Abstract
Keywords - HCCI combustion, ethanol, cool flame, stratification, high load operation
Homogeneous Charge Compression Ignition (HCCI) technology has been attracting increasing interest over recent years because of its ability to simultaneously improve NOx reduction and fuel economy. However, the technology has some issues associated with it, such as its difficulty in controlling auto-ignition timing and operating range limitations within the part loads.
In this study, the characteristics of dual-fuelled HCCI were investigated by engine tests. A four-stroke cycle engine having two port injectors and one direct injector of fuel for each cylinder was applied. In the engine tests, ethanol and n-heptane that have different ignitability were applied with independent injectors.
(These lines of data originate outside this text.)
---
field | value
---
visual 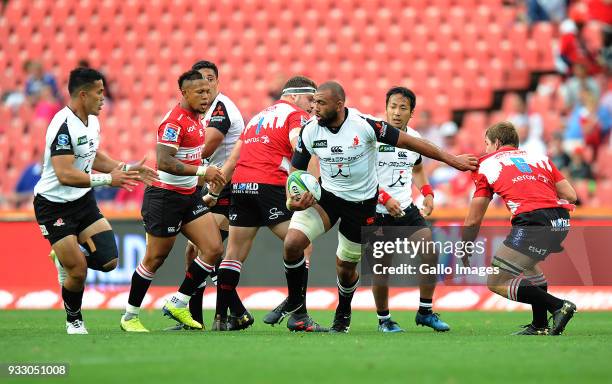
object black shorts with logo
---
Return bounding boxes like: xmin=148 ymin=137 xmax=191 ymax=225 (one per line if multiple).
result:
xmin=504 ymin=208 xmax=570 ymax=260
xmin=319 ymin=188 xmax=378 ymax=243
xmin=210 ymin=183 xmax=232 ymax=218
xmin=140 ymin=187 xmax=209 ymax=237
xmin=34 ymin=190 xmax=104 ymax=245
xmin=229 ymin=183 xmax=293 ymax=227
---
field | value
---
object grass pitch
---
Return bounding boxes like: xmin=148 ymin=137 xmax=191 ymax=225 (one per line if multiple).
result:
xmin=0 ymin=310 xmax=612 ymax=384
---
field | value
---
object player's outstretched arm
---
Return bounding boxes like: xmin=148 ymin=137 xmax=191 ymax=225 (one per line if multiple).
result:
xmin=157 ymin=144 xmax=225 ymax=185
xmin=395 ymin=131 xmax=478 ymax=171
xmin=92 ymin=151 xmax=159 ymax=185
xmin=51 ymin=155 xmax=140 ymax=191
xmin=461 ymin=197 xmax=491 ymax=266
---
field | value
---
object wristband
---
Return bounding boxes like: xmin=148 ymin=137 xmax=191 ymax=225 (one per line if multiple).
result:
xmin=89 ymin=173 xmax=113 ymax=187
xmin=421 ymin=184 xmax=434 ymax=197
xmin=196 ymin=165 xmax=208 ymax=176
xmin=378 ymin=189 xmax=391 ymax=205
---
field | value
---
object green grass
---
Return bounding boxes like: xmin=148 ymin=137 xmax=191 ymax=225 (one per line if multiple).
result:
xmin=0 ymin=310 xmax=612 ymax=384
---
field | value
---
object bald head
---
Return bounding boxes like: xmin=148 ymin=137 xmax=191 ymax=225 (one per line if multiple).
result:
xmin=317 ymin=81 xmax=346 ymax=103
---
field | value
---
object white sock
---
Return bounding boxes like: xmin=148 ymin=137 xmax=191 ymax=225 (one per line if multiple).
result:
xmin=124 ymin=304 xmax=140 ymax=318
xmin=170 ymin=292 xmax=190 ymax=308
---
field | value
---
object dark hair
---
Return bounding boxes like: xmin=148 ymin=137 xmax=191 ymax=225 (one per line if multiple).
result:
xmin=178 ymin=69 xmax=204 ymax=89
xmin=485 ymin=121 xmax=519 ymax=147
xmin=283 ymin=76 xmax=317 ymax=89
xmin=317 ymin=81 xmax=346 ymax=102
xmin=191 ymin=60 xmax=219 ymax=77
xmin=68 ymin=67 xmax=104 ymax=95
xmin=385 ymin=87 xmax=416 ymax=112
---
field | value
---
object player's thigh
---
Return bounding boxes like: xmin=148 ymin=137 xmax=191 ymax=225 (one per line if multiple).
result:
xmin=52 ymin=235 xmax=87 ymax=277
xmin=181 ymin=213 xmax=223 ymax=263
xmin=225 ymin=226 xmax=259 ymax=262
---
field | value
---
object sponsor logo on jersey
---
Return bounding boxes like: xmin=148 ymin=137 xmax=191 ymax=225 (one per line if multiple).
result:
xmin=232 ymin=183 xmax=259 ymax=195
xmin=378 ymin=144 xmax=395 ymax=152
xmin=162 ymin=124 xmax=179 ymax=142
xmin=268 ymin=207 xmax=285 ymax=220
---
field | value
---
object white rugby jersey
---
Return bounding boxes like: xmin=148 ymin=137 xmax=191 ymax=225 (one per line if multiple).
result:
xmin=202 ymin=92 xmax=244 ymax=167
xmin=34 ymin=106 xmax=100 ymax=203
xmin=292 ymin=108 xmax=399 ymax=201
xmin=376 ymin=127 xmax=422 ymax=214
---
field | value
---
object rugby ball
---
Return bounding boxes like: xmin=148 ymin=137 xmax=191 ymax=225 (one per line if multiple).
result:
xmin=287 ymin=171 xmax=321 ymax=201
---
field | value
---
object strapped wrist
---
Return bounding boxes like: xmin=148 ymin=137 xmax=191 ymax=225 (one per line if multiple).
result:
xmin=89 ymin=173 xmax=113 ymax=187
xmin=421 ymin=184 xmax=434 ymax=197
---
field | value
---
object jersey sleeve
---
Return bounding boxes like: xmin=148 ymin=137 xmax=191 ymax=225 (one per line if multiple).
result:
xmin=49 ymin=121 xmax=74 ymax=157
xmin=291 ymin=127 xmax=312 ymax=171
xmin=472 ymin=171 xmax=493 ymax=199
xmin=548 ymin=159 xmax=565 ymax=183
xmin=157 ymin=120 xmax=185 ymax=147
xmin=365 ymin=117 xmax=400 ymax=147
xmin=206 ymin=102 xmax=232 ymax=136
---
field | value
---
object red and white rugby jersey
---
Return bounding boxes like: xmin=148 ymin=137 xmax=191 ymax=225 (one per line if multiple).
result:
xmin=153 ymin=104 xmax=204 ymax=194
xmin=472 ymin=147 xmax=571 ymax=218
xmin=232 ymin=100 xmax=309 ymax=185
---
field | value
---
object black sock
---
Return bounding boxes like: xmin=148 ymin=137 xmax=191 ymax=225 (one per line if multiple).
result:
xmin=62 ymin=287 xmax=83 ymax=322
xmin=284 ymin=256 xmax=306 ymax=307
xmin=376 ymin=309 xmax=391 ymax=324
xmin=295 ymin=260 xmax=310 ymax=313
xmin=216 ymin=260 xmax=244 ymax=317
xmin=179 ymin=257 xmax=215 ymax=296
xmin=128 ymin=263 xmax=155 ymax=307
xmin=508 ymin=277 xmax=563 ymax=313
xmin=525 ymin=273 xmax=548 ymax=328
xmin=336 ymin=276 xmax=359 ymax=313
xmin=189 ymin=284 xmax=206 ymax=324
xmin=419 ymin=297 xmax=433 ymax=315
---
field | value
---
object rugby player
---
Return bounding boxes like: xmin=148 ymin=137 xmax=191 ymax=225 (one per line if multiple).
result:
xmin=372 ymin=87 xmax=450 ymax=332
xmin=213 ymin=76 xmax=324 ymax=332
xmin=283 ymin=82 xmax=477 ymax=332
xmin=462 ymin=121 xmax=576 ymax=335
xmin=168 ymin=60 xmax=244 ymax=330
xmin=120 ymin=70 xmax=225 ymax=332
xmin=34 ymin=68 xmax=157 ymax=334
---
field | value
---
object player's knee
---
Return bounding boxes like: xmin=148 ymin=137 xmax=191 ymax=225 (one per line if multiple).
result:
xmin=283 ymin=233 xmax=308 ymax=261
xmin=102 ymin=258 xmax=119 ymax=272
xmin=81 ymin=230 xmax=119 ymax=272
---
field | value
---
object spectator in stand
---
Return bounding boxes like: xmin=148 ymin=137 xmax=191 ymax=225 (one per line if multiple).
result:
xmin=560 ymin=62 xmax=601 ymax=110
xmin=556 ymin=2 xmax=601 ymax=76
xmin=504 ymin=93 xmax=546 ymax=155
xmin=527 ymin=0 xmax=567 ymax=23
xmin=564 ymin=90 xmax=612 ymax=160
xmin=415 ymin=109 xmax=447 ymax=149
xmin=548 ymin=132 xmax=571 ymax=174
xmin=34 ymin=85 xmax=62 ymax=124
xmin=568 ymin=147 xmax=595 ymax=181
xmin=24 ymin=60 xmax=62 ymax=105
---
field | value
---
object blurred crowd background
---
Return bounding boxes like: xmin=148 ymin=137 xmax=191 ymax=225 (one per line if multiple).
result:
xmin=0 ymin=0 xmax=612 ymax=211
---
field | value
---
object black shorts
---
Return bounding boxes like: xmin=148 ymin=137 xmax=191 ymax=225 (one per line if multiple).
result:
xmin=140 ymin=187 xmax=209 ymax=237
xmin=229 ymin=183 xmax=293 ymax=227
xmin=34 ymin=190 xmax=104 ymax=245
xmin=210 ymin=183 xmax=232 ymax=218
xmin=319 ymin=188 xmax=378 ymax=243
xmin=504 ymin=208 xmax=570 ymax=260
xmin=376 ymin=204 xmax=429 ymax=237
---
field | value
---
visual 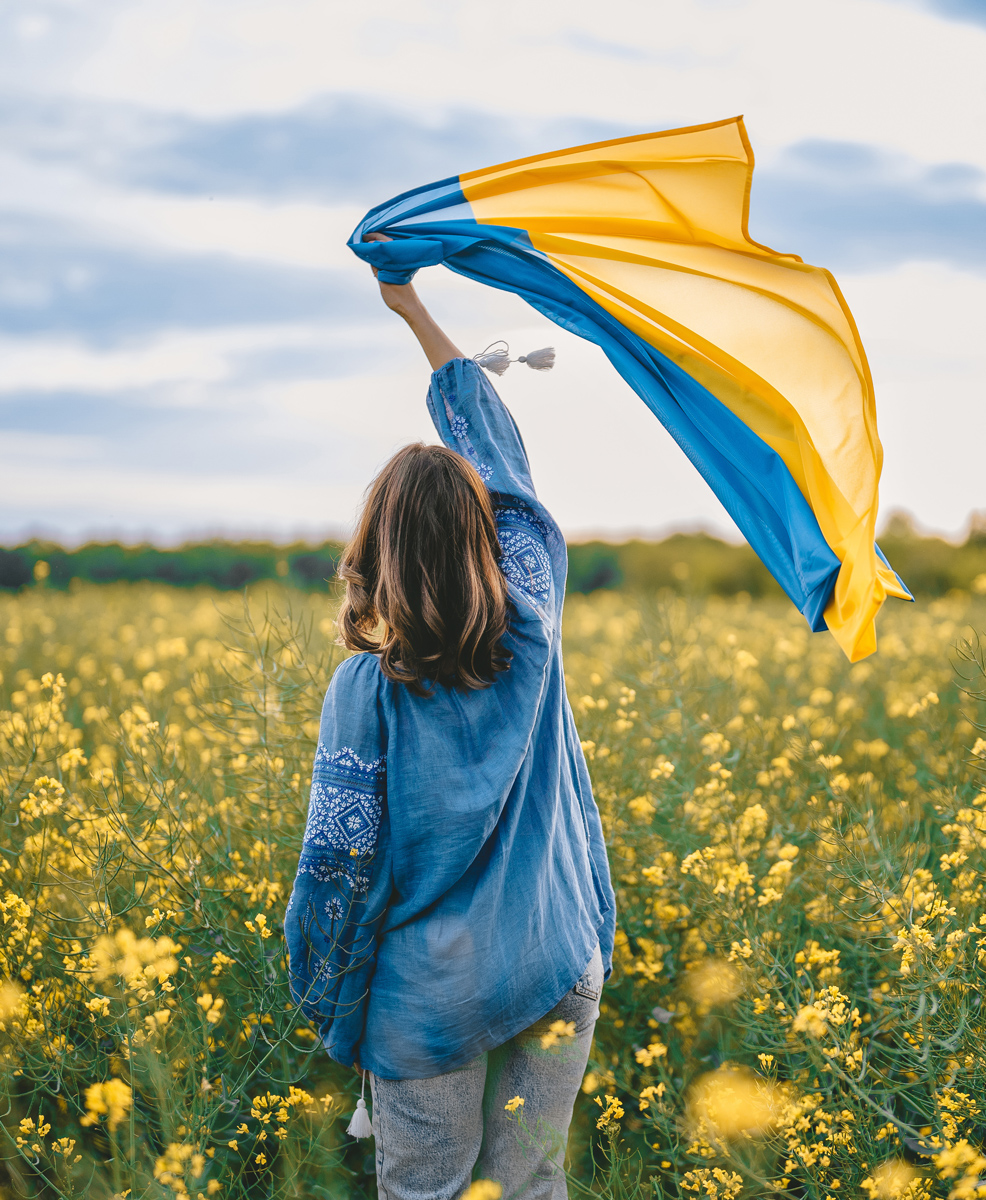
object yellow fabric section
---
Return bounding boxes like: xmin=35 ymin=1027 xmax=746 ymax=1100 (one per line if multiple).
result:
xmin=459 ymin=118 xmax=907 ymax=661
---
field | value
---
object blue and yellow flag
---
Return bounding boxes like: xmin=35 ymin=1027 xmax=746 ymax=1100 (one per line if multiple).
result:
xmin=349 ymin=118 xmax=910 ymax=661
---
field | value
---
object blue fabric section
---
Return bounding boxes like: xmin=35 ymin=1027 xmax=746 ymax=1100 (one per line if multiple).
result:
xmin=350 ymin=192 xmax=840 ymax=631
xmin=284 ymin=359 xmax=615 ymax=1079
xmin=873 ymin=545 xmax=914 ymax=600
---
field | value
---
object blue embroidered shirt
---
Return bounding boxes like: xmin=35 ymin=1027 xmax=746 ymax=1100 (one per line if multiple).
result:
xmin=284 ymin=359 xmax=615 ymax=1079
Also, the mechanisms of combustion were investigated by chemical kinetics analysis.
The results indicated that ignition timing and combustion duration were affected by the two fuel fractions and the stratification level of ethanol. The stratification level could be changed by the timing of direct ethanol injection, which was adjusted from -90 deg. to -30 deg. CA ATDC. Ethanol stratification created the temperature distribution in the cylinder before ignition, thus the ignition occurred in sequence. Optimization of the fuel fraction as well as the spatial fuel distribution enabled a longer combustion duration and lower pressure rise with steady ignition.
The high load operation of HCCI with low pressure rise and low NOx emissions were accomplished using these technologies due to the longer combustion durations and steady ignition. With supercharging, maximum load was above 1000 kPa IMEP with the pressure rise less than 500 kPa/deg.